Looking ahead: CHS plans on divesting even more hospitals, executives said during their latest earnings call. They likely will be profitable hospitals, as buyers won’t touch money-losing inpatient facilities with dwindling admissions.

But large debt payments are due in 2019 through 2022. Short-term cash from transactions appears to be a bandage, and a subsequently smaller profit base won’t solve the big debt picture, making bankruptcy a real possibility, an investor said.

Galin, the CHS spokeswoman, said the money from the hospital sales “are being used to reduce our debt” and that “cash flow generation remains strong.”

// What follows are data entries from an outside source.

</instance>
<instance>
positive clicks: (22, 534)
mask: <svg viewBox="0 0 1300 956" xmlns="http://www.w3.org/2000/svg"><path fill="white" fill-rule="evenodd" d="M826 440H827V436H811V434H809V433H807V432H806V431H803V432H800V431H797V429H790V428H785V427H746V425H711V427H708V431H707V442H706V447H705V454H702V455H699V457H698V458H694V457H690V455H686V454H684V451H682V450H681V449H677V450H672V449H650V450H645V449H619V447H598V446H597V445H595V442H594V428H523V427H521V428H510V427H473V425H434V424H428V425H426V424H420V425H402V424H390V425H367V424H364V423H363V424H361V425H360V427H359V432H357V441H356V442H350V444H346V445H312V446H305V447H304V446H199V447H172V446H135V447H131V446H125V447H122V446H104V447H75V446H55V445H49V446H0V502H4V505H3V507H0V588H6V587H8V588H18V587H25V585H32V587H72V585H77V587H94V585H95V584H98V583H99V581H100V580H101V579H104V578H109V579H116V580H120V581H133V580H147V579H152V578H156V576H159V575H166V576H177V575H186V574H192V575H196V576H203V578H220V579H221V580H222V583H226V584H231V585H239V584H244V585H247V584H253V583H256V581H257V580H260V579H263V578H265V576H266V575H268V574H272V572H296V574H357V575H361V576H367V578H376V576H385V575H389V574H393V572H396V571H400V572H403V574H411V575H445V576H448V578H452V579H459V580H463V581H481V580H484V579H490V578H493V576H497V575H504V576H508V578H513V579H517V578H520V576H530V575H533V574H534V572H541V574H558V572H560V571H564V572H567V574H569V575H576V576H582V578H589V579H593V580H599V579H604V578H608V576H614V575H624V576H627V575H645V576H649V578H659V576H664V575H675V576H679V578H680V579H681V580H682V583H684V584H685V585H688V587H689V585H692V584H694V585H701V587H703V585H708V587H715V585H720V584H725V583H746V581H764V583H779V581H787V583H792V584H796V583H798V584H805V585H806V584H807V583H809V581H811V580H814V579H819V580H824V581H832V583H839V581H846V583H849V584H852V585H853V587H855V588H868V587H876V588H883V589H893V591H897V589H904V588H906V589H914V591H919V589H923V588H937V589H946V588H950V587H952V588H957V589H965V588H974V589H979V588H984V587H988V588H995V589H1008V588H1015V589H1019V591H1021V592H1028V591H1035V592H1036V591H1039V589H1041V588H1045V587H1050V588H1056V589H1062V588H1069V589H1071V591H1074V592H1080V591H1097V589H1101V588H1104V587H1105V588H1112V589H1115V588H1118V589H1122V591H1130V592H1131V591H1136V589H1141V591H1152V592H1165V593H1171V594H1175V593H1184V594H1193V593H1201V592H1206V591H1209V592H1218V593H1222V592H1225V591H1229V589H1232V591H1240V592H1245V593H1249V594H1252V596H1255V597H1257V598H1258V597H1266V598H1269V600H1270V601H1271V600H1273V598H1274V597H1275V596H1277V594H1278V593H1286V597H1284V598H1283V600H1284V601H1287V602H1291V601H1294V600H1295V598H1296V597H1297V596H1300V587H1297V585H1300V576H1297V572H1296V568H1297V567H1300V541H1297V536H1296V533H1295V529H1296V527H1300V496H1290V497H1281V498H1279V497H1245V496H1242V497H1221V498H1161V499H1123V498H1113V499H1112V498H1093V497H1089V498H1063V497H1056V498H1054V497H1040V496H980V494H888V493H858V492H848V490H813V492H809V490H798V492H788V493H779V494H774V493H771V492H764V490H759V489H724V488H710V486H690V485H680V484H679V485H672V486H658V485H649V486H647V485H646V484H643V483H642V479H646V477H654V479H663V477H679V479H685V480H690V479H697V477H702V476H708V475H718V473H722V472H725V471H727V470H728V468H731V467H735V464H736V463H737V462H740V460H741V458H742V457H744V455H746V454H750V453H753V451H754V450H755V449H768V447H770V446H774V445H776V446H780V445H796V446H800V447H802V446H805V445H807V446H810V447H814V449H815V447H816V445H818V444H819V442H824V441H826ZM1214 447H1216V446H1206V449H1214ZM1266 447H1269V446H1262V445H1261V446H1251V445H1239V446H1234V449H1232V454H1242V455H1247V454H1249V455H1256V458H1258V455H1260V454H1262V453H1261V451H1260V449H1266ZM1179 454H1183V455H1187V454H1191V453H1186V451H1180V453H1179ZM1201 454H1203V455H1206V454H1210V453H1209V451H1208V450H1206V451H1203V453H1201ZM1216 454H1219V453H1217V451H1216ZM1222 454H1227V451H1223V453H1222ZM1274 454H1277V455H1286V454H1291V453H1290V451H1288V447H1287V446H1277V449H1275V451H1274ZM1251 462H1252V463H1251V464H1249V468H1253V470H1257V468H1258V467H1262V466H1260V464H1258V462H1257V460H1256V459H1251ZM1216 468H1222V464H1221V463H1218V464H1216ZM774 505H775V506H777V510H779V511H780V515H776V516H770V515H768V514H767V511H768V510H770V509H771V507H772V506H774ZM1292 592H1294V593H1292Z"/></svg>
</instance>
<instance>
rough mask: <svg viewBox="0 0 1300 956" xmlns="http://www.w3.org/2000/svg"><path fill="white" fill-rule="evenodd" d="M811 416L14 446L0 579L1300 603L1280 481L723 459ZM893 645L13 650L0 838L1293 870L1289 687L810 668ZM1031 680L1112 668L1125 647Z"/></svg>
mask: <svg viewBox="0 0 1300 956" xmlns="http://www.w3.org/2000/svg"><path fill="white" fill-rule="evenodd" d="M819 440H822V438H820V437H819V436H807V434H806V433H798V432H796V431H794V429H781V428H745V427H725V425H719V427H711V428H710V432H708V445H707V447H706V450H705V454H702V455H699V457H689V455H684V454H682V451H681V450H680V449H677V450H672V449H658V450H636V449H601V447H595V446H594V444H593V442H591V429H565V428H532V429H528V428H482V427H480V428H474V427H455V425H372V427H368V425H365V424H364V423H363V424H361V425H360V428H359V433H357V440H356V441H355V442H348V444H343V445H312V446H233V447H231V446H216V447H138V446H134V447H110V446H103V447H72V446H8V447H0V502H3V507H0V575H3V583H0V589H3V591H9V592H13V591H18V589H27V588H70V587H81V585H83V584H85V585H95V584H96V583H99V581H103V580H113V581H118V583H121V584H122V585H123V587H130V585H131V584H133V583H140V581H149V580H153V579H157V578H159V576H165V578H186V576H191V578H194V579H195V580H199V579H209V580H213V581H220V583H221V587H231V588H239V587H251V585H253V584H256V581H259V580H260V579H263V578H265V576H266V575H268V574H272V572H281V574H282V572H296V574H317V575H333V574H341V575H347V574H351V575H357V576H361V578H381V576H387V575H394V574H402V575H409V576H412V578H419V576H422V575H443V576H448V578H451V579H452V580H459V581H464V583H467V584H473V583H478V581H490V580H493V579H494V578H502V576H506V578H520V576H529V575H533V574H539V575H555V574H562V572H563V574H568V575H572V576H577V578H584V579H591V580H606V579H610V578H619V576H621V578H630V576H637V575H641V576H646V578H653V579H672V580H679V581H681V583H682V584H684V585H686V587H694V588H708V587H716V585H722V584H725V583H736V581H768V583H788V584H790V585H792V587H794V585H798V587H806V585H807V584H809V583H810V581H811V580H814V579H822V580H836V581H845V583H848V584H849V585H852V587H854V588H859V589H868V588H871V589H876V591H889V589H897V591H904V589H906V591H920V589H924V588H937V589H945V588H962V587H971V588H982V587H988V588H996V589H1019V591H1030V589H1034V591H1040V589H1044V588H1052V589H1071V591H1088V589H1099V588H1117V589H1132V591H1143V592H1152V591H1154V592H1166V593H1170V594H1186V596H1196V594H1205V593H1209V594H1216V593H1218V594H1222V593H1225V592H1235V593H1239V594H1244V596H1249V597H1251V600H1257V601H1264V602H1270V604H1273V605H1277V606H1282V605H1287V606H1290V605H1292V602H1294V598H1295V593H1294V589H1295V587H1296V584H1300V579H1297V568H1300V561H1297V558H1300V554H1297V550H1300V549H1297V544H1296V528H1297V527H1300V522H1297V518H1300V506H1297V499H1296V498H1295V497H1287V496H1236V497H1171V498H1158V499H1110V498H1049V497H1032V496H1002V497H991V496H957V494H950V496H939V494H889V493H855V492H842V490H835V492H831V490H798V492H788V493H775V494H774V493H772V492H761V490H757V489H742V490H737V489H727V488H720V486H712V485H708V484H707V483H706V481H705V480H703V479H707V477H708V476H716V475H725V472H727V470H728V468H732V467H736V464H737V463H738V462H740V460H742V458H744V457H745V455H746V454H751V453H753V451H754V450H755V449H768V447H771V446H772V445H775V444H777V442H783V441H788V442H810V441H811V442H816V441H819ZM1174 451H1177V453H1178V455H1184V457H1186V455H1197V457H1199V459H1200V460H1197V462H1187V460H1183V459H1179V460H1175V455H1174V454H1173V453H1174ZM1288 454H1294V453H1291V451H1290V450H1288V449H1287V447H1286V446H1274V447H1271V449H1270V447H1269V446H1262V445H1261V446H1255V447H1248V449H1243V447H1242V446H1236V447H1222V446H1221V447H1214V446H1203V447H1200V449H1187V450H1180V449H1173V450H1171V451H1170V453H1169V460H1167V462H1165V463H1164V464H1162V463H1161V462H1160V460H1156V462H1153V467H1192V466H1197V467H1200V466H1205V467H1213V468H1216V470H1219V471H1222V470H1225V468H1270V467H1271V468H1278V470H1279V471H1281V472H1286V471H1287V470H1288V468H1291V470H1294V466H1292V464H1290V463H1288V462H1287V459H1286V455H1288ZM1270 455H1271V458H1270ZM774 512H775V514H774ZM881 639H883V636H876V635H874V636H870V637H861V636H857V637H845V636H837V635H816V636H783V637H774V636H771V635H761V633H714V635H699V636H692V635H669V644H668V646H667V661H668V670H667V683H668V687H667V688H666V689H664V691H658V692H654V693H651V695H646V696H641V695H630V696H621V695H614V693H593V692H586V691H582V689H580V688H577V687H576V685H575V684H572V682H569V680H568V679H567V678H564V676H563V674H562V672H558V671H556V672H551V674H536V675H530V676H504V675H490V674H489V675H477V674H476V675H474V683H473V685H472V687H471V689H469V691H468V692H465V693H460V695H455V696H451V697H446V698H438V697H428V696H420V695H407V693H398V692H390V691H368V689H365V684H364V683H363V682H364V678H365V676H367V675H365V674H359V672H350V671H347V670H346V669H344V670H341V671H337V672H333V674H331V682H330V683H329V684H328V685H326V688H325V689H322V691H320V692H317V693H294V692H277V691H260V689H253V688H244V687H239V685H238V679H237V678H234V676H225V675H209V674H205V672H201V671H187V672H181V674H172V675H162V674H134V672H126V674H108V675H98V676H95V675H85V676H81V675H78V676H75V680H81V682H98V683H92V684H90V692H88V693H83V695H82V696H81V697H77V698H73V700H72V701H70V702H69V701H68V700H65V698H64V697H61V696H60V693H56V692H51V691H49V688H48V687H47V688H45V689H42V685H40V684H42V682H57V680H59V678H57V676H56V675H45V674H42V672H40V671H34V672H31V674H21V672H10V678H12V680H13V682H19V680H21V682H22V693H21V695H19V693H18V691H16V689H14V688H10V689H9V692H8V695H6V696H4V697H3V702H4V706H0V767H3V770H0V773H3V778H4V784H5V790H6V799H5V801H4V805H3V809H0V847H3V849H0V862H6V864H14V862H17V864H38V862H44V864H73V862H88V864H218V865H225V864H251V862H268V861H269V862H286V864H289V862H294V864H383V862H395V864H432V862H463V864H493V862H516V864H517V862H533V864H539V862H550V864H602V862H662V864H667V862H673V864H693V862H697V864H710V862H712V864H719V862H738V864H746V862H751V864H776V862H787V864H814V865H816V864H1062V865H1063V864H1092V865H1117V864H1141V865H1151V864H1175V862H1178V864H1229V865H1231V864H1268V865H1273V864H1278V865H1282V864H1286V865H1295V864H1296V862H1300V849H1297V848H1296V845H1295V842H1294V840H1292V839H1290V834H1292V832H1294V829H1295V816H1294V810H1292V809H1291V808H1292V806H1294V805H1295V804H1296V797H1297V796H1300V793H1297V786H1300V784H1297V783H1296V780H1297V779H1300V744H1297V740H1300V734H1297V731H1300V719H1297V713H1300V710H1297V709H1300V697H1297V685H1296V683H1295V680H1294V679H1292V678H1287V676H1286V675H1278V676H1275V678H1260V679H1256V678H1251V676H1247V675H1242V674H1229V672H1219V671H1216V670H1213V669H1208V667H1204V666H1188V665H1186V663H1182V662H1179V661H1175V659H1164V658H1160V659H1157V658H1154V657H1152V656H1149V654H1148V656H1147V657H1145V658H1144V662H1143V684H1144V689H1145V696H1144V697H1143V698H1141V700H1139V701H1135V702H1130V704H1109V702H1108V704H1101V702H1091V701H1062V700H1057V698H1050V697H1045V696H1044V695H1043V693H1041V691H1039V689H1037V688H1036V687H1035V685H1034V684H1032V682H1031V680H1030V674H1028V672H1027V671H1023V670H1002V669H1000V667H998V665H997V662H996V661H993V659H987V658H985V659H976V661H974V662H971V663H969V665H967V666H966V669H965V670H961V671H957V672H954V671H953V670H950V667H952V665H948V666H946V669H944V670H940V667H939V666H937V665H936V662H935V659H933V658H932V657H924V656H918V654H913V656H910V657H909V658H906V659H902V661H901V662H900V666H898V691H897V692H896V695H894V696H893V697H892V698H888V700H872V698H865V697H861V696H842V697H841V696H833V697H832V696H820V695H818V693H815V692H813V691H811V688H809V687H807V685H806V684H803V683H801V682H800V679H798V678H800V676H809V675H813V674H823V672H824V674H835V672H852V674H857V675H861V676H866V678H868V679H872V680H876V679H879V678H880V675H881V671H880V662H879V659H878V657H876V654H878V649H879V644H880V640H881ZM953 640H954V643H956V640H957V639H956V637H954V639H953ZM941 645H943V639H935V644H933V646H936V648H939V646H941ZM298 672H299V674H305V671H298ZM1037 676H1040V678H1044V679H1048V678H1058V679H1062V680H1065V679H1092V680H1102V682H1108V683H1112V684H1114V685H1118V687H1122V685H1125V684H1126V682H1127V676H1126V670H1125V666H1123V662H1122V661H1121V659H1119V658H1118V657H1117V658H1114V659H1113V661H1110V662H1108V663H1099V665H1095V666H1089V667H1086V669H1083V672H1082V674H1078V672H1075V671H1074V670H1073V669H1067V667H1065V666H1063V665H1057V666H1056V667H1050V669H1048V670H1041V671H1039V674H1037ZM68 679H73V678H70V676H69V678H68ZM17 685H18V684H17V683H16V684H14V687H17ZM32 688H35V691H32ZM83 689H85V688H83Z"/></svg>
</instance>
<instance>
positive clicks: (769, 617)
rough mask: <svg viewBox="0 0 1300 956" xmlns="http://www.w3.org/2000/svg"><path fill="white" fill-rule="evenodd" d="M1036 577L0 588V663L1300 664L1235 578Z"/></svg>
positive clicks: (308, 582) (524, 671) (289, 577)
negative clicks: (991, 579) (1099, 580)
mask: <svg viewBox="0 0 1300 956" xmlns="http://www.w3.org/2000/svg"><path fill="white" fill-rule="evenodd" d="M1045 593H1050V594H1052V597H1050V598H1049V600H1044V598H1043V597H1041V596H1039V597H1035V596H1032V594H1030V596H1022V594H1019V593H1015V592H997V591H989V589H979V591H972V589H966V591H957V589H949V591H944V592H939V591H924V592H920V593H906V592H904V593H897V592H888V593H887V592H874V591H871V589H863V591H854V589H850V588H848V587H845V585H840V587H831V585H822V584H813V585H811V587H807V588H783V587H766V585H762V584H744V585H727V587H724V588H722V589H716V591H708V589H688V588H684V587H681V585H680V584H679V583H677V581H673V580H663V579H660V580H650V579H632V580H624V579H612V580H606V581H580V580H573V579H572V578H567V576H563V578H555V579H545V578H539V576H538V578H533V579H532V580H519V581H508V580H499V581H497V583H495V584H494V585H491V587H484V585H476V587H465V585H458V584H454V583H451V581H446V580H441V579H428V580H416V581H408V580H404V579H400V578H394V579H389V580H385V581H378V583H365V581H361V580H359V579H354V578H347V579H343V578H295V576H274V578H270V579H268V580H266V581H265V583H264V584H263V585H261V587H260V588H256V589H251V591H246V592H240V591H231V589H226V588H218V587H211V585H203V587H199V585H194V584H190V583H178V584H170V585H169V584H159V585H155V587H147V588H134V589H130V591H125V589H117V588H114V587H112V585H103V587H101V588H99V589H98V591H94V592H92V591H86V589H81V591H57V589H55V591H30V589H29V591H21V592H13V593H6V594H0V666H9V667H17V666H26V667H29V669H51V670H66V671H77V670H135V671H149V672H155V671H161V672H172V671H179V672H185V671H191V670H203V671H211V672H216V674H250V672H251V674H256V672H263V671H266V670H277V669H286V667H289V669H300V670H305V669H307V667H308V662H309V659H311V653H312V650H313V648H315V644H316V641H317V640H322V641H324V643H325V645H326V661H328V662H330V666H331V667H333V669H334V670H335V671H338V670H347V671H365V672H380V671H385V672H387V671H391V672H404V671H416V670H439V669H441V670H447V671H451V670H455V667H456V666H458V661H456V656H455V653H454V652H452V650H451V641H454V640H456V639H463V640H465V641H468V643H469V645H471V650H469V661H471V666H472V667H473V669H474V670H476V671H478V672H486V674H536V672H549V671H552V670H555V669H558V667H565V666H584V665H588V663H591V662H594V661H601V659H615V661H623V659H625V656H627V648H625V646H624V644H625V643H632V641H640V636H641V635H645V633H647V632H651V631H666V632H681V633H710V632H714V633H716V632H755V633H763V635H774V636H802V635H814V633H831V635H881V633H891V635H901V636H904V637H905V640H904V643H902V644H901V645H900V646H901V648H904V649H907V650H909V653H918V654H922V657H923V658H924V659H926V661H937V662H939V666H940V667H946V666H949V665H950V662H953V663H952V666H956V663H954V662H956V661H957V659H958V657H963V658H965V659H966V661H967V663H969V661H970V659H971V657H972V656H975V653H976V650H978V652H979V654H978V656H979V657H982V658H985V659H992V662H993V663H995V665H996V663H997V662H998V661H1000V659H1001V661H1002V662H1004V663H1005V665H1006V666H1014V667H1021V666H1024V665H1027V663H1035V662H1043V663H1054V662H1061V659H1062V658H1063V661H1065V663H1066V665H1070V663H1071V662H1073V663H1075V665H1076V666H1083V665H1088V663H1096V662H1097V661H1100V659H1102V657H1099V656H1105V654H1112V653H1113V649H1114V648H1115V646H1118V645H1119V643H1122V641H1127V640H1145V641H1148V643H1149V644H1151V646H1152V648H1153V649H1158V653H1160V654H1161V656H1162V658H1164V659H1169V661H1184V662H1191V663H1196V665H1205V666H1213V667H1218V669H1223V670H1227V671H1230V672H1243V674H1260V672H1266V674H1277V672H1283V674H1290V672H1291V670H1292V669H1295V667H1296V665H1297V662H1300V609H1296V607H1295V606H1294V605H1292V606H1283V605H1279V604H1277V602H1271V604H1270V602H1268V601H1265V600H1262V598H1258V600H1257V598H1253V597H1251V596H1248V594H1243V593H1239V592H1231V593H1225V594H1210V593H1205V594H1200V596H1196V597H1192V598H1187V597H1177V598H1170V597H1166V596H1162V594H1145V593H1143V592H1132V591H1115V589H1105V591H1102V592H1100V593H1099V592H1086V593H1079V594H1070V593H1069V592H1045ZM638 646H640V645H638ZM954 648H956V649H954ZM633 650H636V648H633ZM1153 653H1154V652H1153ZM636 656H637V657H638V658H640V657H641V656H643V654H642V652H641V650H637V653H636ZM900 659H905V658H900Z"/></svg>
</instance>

Leadership questions: Many CHS executives have retired or left in the past two years, including longtime CFO Larry Cash. Wayne Smith, the CEO of the hospital chain since 1997, remains in his position. Smith is one of the highest earners among hospital executives and reaped more than $1 million in bonuses alone the past two years even though CHS’ stock price tanked.

Numerous sources would not go on the record to talk about CHS. One hospital industry analyst said this when asked how Smith still had his job despite the company’s problems: “Your question is very valid.”